What the Request Looks Like
The following curl request highlights how straightforward the integration is.
To perform a threat assessment, simply include these three fields:
email– the user's email addressip– the user's IP addressevent_type– the type of event (e.g.,account_register)
curl --request POST \
--url https://api.trustpath.io/v1/risk/evaluate \
--header 'Authorization: Bearer API_KEY' \
--header 'Content-Type: application/json' \
--data '{
"ip": "85.22.116.1",
"email": "mail@disposable.com",
"event_type": "account_register"
}'
Understanding the Response
The response from TrustPath.io provides a rich set of data points, offering detailed insights into both the email and IP address. This includes:
- A list of triggered threat signals
- Email server validation details (e.g., deliverability, domain reputation)

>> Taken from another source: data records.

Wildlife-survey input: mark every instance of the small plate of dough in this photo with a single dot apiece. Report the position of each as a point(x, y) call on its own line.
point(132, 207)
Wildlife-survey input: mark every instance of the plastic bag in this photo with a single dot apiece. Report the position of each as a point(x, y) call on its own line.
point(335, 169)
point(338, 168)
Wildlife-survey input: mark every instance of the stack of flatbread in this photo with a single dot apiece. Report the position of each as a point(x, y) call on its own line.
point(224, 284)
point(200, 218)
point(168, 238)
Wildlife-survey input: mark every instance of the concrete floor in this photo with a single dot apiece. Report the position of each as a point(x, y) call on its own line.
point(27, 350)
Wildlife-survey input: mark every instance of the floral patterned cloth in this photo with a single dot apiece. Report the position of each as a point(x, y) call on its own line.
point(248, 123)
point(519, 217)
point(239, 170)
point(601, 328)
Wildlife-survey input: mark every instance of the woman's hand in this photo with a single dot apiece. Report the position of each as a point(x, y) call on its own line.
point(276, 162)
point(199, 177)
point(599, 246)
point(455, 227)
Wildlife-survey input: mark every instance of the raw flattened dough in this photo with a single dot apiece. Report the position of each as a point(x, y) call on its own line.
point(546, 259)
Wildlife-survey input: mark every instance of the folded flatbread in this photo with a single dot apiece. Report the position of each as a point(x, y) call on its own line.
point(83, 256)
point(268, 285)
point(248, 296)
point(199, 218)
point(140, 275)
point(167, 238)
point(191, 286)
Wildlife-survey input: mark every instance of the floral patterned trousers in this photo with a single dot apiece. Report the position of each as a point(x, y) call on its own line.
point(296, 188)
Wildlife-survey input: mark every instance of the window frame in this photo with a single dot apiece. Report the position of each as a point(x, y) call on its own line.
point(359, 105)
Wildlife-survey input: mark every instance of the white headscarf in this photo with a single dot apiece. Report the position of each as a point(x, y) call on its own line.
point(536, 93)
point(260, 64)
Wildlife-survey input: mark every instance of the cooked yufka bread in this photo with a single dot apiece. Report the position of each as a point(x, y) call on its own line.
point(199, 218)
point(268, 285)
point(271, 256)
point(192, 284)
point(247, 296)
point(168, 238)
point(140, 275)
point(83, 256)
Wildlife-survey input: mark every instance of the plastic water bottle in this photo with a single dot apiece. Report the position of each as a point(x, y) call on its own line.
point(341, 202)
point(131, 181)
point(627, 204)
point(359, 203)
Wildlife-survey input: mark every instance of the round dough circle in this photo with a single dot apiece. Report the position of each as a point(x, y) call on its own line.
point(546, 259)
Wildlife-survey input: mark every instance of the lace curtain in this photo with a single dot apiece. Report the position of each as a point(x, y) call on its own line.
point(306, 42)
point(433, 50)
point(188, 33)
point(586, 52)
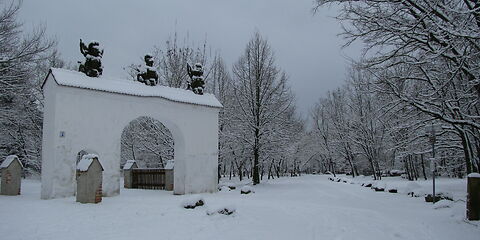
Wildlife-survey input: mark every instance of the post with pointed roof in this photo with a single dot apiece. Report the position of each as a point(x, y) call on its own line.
point(473, 196)
point(169, 175)
point(11, 169)
point(89, 179)
point(127, 173)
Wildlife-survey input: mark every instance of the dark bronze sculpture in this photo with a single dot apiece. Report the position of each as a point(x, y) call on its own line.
point(93, 59)
point(148, 75)
point(196, 84)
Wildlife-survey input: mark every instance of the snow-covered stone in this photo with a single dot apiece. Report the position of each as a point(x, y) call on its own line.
point(247, 189)
point(170, 164)
point(225, 210)
point(193, 202)
point(442, 204)
point(474, 175)
point(129, 164)
point(91, 113)
point(8, 160)
point(86, 161)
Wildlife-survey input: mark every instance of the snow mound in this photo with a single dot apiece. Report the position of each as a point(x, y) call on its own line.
point(8, 160)
point(123, 86)
point(193, 202)
point(84, 164)
point(247, 189)
point(128, 165)
point(225, 210)
point(224, 189)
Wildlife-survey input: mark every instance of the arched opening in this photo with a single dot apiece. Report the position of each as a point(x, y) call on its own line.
point(146, 154)
point(148, 142)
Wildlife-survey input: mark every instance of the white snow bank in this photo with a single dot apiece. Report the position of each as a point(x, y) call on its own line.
point(128, 165)
point(474, 175)
point(453, 188)
point(8, 160)
point(86, 161)
point(77, 79)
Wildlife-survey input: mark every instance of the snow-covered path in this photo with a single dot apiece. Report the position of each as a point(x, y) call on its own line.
point(309, 207)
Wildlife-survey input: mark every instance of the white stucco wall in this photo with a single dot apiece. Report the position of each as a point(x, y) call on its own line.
point(92, 119)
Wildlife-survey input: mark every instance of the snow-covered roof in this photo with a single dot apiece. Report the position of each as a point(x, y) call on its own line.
point(128, 165)
point(86, 161)
point(70, 78)
point(8, 160)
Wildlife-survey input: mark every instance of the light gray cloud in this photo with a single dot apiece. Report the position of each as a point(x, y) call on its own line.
point(307, 46)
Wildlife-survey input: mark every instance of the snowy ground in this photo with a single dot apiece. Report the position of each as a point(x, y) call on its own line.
point(309, 207)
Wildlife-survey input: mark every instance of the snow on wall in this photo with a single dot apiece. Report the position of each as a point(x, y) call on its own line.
point(128, 164)
point(8, 160)
point(78, 118)
point(77, 79)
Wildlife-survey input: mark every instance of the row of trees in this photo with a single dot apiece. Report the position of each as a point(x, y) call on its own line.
point(420, 71)
point(24, 60)
point(258, 125)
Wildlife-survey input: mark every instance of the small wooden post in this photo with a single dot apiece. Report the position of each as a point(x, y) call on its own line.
point(169, 175)
point(127, 173)
point(11, 169)
point(473, 197)
point(89, 179)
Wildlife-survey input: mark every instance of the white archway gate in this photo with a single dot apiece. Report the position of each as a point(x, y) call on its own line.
point(90, 113)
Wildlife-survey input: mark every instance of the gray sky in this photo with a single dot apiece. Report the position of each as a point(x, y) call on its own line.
point(306, 46)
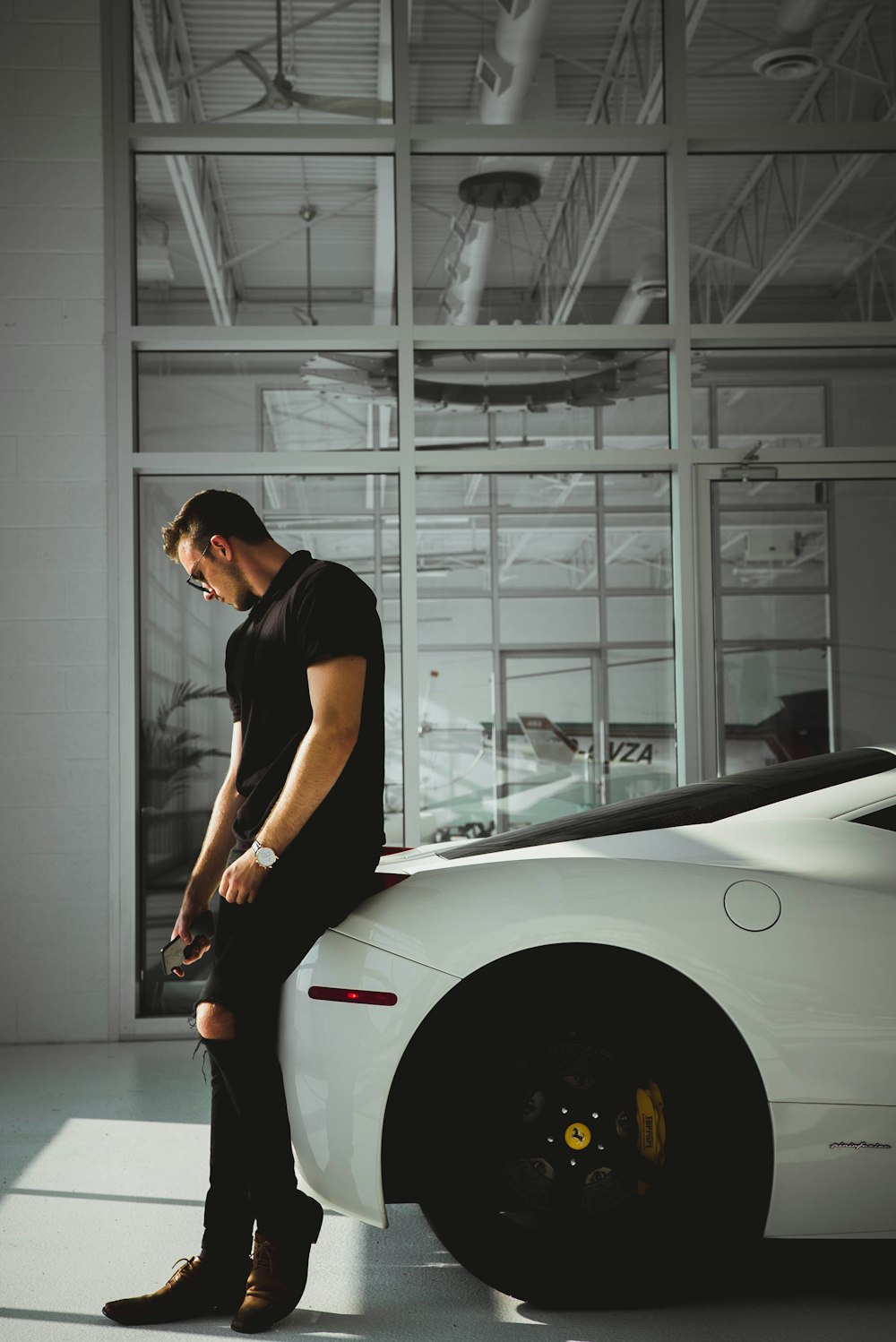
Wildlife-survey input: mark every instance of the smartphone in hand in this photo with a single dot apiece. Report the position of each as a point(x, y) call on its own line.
point(175, 951)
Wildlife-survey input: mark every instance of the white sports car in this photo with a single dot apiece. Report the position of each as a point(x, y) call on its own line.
point(666, 1020)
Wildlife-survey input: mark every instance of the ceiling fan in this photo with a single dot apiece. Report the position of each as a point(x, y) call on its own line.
point(280, 94)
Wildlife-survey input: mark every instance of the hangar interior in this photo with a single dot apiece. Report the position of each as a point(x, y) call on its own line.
point(569, 328)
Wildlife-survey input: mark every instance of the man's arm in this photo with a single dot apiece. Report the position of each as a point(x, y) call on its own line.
point(337, 694)
point(216, 846)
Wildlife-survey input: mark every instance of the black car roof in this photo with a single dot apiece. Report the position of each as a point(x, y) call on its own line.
point(699, 803)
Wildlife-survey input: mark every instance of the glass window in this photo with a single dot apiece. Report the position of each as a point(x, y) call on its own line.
point(456, 745)
point(798, 398)
point(566, 400)
point(537, 59)
point(264, 240)
point(266, 403)
point(788, 62)
point(573, 686)
point(784, 237)
point(637, 550)
point(266, 64)
point(805, 657)
point(184, 713)
point(545, 239)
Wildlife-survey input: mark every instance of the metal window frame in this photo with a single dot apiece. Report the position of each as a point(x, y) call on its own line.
point(693, 470)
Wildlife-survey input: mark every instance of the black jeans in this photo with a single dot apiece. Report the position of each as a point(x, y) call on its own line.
point(256, 948)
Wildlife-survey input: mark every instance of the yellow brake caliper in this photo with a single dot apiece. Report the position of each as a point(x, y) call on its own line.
point(650, 1128)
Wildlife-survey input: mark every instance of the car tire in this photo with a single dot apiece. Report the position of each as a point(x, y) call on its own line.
point(510, 1189)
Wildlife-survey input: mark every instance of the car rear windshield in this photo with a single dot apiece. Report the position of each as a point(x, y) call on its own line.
point(696, 804)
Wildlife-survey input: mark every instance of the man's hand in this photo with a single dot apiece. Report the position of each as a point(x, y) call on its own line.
point(196, 946)
point(242, 881)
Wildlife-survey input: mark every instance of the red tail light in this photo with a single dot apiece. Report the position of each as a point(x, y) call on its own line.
point(353, 994)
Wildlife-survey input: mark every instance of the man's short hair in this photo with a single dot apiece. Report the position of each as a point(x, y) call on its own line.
point(213, 512)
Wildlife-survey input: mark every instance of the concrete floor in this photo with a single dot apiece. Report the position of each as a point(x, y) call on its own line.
point(102, 1178)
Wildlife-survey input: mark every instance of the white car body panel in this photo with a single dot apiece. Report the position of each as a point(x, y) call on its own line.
point(338, 1061)
point(812, 994)
point(826, 1177)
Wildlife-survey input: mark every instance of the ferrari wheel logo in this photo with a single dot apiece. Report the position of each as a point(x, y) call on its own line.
point(577, 1136)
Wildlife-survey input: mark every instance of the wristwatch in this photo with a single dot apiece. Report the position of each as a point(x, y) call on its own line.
point(263, 856)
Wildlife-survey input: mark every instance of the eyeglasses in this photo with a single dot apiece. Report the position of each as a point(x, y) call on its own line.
point(191, 580)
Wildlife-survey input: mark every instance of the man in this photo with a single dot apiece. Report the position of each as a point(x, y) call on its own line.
point(293, 841)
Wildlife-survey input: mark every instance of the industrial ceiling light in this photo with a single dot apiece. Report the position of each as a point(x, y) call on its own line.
point(788, 64)
point(501, 188)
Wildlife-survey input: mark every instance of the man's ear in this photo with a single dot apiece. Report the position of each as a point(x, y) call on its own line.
point(221, 546)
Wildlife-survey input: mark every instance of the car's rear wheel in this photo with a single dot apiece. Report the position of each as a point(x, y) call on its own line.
point(588, 1148)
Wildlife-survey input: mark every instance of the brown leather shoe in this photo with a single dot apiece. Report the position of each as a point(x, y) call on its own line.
point(277, 1280)
point(189, 1294)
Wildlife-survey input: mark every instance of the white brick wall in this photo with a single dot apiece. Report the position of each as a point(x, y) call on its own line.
point(54, 633)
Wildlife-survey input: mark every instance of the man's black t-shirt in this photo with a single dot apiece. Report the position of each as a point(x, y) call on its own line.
point(313, 611)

- IP metadata such as ASN, geolocation, proxy status, and more
Below is a sample JSON response showcasing only the scoring section. In this example, TrustPath.io has detected that:
- The IP address belongs to a data center
- The IP is also identified as a Tor exit node
These high-risk indicators contribute to a total risk score exceeding 100, which is automatically capped at the maximum value of 100. As a result, the system returns a state of decline, indicating that the registration attempt should be blocked.
{
...
"score": {
"details": [
{
"rule_name": "Data center IP",
"rule_type": "static",
"score": 20
},
{
"rule_name": "IP address is a Tor exit node.",
"rule_type": "static",
"score": 80
}
],
"fraud_score": 100,
"state": "decline"
}
}
With this integration, you’re not only set up to prevent basic fraud like spam signups but also ready to tackle more advanced use cases. For example, you can leverage TrustPath.io to detect account sharing, where multiple users are accessing a single account from different locations or devices. Additionally, you can challenge users attempting to log in from new devices or unrecognized locations, enhancing your platform's security by validating their identity before granting access.